No, sometimes you can sympathize with your "replacement", can't you, Noddy? But you did you time, so better someone else has theit turn than you STILL badgering away at it, eh? :wink:
My replacement came from a world where men are honored simply because they are men. She also had a biological clock tic-ticking.
As a person I have to admire her. My sons learned to respect her--deservedly.
So, a sort of a happy ending, Noddy? :wink:
When the first Mr. Noddy remarried, the middle-of-the-night phone calls and tantrums stopped--and my happiness started.
Freedom, peace and quiet. Those were the days.
msolga--
I am doomed to live in interesting times.
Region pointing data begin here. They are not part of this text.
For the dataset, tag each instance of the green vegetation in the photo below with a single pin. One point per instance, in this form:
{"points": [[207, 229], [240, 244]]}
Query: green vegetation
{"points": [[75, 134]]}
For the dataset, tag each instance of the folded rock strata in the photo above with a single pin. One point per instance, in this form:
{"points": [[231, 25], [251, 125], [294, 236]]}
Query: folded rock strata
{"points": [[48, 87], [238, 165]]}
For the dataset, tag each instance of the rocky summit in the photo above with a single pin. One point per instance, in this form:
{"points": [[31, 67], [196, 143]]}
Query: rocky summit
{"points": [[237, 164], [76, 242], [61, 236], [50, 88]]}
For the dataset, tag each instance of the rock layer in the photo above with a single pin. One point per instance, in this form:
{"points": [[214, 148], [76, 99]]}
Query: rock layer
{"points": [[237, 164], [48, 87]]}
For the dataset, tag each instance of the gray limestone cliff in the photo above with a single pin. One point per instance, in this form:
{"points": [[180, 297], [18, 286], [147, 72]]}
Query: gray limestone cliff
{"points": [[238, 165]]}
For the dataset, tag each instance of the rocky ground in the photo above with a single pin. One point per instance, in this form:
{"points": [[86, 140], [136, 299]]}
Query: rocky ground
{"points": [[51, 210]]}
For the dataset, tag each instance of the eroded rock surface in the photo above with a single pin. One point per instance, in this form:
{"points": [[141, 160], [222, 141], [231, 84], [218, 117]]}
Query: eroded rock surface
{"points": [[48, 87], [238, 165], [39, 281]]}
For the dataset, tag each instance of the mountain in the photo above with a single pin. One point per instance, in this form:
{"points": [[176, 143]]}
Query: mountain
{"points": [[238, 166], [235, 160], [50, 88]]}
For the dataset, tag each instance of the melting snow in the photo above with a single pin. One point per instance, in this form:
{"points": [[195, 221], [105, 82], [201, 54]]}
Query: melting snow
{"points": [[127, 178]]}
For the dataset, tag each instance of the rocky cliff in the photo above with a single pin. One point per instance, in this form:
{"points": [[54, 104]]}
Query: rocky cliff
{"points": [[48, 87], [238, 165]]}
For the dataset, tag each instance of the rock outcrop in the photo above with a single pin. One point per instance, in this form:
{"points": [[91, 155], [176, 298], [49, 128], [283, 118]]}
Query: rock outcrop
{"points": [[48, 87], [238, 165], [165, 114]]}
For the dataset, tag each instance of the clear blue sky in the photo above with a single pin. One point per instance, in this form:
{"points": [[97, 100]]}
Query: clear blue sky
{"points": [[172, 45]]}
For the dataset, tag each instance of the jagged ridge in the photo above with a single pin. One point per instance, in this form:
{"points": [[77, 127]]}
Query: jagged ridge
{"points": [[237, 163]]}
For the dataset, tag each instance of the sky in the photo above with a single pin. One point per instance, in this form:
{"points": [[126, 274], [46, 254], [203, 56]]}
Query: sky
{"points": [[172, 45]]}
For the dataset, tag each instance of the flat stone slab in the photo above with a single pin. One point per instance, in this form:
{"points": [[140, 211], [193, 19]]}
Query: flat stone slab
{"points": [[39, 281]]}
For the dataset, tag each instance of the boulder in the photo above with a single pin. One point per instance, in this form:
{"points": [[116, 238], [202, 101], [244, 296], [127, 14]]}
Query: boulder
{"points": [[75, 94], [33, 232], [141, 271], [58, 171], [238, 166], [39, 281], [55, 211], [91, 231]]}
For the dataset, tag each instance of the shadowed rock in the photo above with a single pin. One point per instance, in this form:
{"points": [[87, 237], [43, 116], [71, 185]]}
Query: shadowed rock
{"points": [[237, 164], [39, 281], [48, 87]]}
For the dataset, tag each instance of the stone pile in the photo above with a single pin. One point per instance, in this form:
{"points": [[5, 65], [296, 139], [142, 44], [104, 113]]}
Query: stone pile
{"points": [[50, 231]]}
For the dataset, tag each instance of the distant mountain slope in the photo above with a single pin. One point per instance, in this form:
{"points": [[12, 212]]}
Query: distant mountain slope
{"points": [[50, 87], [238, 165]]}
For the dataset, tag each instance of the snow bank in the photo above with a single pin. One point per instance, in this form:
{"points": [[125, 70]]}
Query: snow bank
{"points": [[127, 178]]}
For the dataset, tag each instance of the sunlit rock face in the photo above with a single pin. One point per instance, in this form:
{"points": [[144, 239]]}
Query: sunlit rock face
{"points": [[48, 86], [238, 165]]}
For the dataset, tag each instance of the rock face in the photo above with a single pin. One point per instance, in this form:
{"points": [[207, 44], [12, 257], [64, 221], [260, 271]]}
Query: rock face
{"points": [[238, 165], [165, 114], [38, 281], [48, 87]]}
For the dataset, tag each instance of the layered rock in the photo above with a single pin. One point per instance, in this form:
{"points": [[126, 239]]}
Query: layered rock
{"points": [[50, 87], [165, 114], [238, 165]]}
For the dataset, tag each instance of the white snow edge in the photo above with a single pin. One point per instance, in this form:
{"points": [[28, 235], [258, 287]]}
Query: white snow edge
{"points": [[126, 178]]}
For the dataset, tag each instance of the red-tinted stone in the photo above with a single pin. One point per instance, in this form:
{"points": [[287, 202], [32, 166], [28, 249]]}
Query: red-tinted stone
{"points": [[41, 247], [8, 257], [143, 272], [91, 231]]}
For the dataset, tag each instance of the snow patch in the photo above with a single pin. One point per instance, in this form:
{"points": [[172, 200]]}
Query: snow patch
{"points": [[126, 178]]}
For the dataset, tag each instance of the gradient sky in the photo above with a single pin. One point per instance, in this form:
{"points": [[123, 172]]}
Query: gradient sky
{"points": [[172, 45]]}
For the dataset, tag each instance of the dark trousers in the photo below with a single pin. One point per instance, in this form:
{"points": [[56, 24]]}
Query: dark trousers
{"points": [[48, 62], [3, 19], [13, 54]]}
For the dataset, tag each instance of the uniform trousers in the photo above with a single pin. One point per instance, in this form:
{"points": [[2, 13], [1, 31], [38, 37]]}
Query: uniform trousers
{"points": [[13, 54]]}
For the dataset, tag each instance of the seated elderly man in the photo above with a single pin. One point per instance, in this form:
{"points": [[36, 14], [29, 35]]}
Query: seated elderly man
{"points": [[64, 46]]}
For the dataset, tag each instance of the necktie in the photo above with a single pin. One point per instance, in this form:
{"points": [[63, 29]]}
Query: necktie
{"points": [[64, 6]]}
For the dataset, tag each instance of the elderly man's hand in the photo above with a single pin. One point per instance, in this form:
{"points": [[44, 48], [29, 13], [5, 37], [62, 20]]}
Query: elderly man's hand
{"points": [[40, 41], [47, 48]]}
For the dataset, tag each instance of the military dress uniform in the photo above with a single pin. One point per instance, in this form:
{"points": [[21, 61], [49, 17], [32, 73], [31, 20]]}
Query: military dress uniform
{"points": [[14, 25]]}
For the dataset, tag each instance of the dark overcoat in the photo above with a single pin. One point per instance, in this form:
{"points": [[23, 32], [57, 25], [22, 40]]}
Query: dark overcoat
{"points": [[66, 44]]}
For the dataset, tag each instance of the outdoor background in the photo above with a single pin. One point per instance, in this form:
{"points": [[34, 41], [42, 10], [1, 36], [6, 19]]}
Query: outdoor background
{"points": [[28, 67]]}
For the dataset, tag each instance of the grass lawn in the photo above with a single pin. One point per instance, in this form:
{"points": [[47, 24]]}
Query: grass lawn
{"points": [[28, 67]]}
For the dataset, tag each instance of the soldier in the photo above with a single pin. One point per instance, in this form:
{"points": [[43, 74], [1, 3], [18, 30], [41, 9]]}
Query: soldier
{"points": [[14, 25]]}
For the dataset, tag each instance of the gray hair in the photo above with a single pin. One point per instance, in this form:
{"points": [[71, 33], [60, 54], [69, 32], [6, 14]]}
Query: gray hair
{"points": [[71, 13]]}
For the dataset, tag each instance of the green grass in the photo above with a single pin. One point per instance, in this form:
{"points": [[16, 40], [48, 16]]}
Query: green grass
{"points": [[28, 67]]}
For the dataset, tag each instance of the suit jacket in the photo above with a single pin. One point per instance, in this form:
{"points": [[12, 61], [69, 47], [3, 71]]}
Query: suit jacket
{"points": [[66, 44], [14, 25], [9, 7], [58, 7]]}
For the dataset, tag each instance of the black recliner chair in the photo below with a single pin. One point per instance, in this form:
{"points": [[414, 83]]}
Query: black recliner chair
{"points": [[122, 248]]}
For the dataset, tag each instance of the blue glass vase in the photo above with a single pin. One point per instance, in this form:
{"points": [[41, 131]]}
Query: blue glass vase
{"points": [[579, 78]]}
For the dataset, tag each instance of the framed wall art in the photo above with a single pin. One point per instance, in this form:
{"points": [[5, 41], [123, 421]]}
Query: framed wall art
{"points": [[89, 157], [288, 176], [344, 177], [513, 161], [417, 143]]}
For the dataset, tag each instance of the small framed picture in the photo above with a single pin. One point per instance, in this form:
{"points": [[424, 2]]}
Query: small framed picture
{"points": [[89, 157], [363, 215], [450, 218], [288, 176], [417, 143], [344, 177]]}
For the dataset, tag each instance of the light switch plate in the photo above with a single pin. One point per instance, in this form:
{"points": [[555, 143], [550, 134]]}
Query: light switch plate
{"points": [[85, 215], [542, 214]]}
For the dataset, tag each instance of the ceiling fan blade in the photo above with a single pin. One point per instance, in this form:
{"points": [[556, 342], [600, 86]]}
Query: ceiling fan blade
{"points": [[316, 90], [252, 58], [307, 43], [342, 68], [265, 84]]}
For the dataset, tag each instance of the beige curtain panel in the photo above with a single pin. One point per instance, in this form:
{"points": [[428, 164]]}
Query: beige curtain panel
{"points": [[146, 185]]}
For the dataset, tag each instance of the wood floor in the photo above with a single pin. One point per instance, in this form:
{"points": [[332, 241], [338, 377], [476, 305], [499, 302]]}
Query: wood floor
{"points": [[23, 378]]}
For always & always! :wink:
Good night, msolga. You people under the earth keep peculiar hours.
Hold your dominion.
When I broke up with my second wife (her idea) I moved down the street from our house. Every couple of days or so she would call me and I would go over to "fix the faucet". We would have sex, she would cry and I would tell her she'd be okay, then I would go home.
Once we went out for a drink and then did it in the car in the bar's parking lot, but I didn't really even like her anymore. I kept hoping she would get a boyfriend.
After a couple months the calls slowed down, we would wave at each other if we saw each on the street.
I got an answering machine. I stopped returning her calls. There were several, the last one was the best, she said
"I think, instead of leaving a message, I am getting a message. Yeah.
Well. Later."
Joe
Yeah.
Yeah, to everybody here.
The words I remember were "I don't love you any more."
He never did explain why. Apparently he realized it from a sentence I said in December of '93, told me mid '94, but he didn't remember what it was. Trust me, I have wracked my brain for what that sentence might have been. I am not ordinarily a killer in words. So much for twenty years.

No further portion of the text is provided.